Sunday, September 07, 2008
I’m still finishing the last few chapters of Kauffman’s reinventing the sacred. In his chapter “Living into Mystery”, Kauffman gives an interesting description of models that deal with overfitted and underfitted expectations. This tied in nicely with one of my all time favorite papers by Willis (2004) that uses the idea of entropy to model the evolution and degradagation cycles of organizations. First let’s take a look at the logic behind Kauffman’s (& Vince Darley’s) model.
The idea is that with a little bit of historical information’s predictive models tend to be fairly simple – say a few Fourier wavelengths. As more historical information accrues, the models get more complex – say a dozen Fourier wavelengths. In this case, increased complexity implies increased precision. Increased precision increases the chances of disconfirming evidence. Models never fully match chaotic reality. This leads to a phase change (my interpretation) where simpler models become more robust.
“This changing pattern of the time series is itself generated by the increasing fragility of ever more precise models. In turn, the models the players build of one another undergo an oscillation between simple, but robust models that yield self consistent behavior for some time – temporary ration expectations that then lead to increasingly complex models, until their increased fragility leads to disconfirmation and a new pattern of behavior of the players, creating the nonstationary behavior.” (Kauffman, 2008, pp. 240)
Willis’ idea is that organizations cycle between scientific management(highly order organizations with low entropy) and chaotic management (weakly ordered organizations with high entropy). Most people would think of these two end points in terms of an overly bureaucratic company that is rigid and inefficient and a grass roots company in touch with its roots, but in need of better structure. Companies cycle between these two states, passing the highly productive complex realm along the way. During de-evolution there is a small, but non-zero chance of complete collapse. Thus companies tend to come and go.
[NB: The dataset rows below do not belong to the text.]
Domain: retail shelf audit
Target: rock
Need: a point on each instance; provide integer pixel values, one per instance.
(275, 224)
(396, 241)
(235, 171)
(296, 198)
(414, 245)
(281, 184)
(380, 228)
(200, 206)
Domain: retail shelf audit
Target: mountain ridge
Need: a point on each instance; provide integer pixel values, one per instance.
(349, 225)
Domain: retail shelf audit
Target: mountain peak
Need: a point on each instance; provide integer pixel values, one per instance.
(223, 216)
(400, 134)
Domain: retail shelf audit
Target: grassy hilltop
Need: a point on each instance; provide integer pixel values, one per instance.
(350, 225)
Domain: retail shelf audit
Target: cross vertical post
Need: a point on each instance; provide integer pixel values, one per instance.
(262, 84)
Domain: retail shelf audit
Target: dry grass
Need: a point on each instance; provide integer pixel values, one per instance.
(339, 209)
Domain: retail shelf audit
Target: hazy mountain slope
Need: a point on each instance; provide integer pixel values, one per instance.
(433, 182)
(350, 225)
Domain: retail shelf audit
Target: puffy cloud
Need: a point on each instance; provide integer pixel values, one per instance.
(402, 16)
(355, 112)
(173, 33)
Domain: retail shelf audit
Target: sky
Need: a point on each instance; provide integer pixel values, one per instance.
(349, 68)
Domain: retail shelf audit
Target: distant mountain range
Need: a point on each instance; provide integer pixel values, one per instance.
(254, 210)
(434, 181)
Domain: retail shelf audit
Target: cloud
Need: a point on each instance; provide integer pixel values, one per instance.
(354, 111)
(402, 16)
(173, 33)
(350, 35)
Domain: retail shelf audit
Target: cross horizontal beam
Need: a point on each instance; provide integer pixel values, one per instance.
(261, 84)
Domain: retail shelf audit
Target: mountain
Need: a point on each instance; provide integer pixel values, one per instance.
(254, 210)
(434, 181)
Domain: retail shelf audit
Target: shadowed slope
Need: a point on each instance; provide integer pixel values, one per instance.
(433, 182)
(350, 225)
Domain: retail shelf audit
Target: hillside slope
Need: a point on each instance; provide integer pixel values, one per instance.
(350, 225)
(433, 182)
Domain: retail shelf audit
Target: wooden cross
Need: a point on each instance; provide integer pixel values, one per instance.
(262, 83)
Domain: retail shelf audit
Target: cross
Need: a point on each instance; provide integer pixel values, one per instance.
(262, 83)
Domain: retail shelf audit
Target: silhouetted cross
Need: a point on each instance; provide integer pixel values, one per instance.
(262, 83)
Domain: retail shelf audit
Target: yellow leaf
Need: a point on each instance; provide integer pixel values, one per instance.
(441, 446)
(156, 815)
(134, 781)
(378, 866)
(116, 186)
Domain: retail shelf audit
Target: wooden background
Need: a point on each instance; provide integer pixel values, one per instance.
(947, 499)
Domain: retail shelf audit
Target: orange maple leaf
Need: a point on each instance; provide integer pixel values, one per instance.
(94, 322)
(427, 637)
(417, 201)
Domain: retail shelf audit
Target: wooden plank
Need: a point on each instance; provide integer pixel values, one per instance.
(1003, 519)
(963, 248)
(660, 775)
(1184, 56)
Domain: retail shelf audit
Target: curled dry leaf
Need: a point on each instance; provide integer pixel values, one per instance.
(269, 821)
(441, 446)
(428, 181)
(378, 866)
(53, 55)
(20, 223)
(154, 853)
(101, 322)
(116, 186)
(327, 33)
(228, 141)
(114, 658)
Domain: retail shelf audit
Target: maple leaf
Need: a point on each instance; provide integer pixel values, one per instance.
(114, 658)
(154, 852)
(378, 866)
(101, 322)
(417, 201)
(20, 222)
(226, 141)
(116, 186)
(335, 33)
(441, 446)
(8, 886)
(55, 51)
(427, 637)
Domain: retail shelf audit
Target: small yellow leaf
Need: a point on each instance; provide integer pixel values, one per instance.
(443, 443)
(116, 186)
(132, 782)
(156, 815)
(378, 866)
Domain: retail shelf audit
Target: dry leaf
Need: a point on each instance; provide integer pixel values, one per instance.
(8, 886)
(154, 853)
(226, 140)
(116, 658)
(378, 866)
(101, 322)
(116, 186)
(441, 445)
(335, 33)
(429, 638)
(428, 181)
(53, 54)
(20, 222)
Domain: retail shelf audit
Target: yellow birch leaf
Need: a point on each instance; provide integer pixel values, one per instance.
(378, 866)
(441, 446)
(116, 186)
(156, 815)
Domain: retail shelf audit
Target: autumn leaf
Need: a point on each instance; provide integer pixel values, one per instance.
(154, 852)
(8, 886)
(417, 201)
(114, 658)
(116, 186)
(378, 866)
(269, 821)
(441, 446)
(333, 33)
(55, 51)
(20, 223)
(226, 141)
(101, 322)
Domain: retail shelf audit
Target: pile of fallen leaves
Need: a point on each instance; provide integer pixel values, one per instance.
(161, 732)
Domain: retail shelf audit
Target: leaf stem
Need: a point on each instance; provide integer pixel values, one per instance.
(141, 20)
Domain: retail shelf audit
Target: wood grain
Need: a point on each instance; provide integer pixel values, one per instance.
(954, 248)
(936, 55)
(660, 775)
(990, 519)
Both these angles illuminate the cycling that is an inherit part of education. I think they also illuminate some people’s entry points into religion. Religion offers robust moral models that can grow in complexity until they require reformation and re-interpretation (de-evolution). The self- introspection religion encourages provides a chance for Willis’ entropy cycling to occur before one extends either side of the cycle too far. I think the difference is that the group adaptive characteristics of religion allows people to enter a stable, faith based, loop of high order and low entropy. Similarly I can envision new atheists in a similar loop on the low order, high entropy side of things. Neither loop really leverages the power that exists on the edge of chaos. In a similar light, people have a hard time stepping far enough away to see the benefits of what Kauffman would consider “bounded rationality” (and by this I don’t mean to imply rationality isn’t useful, only that it has its limits and simpler more robust models can sometimes be better than more precise, complex models).
Kauffman, S. (2008). Reinventing the sacred: A new view of science, reason, and religion, Philadelphia: Basic Books.
Willis, R. (2004). A complexity and Darwinian approach to management with failure avoidance as the key tool. In Complexity theory and the management of networks: Proceedings of the workshop on organizational networks as distributed systems of knowledge (P. Andriani & G. Passiante Eds.). Imperial College Press: London.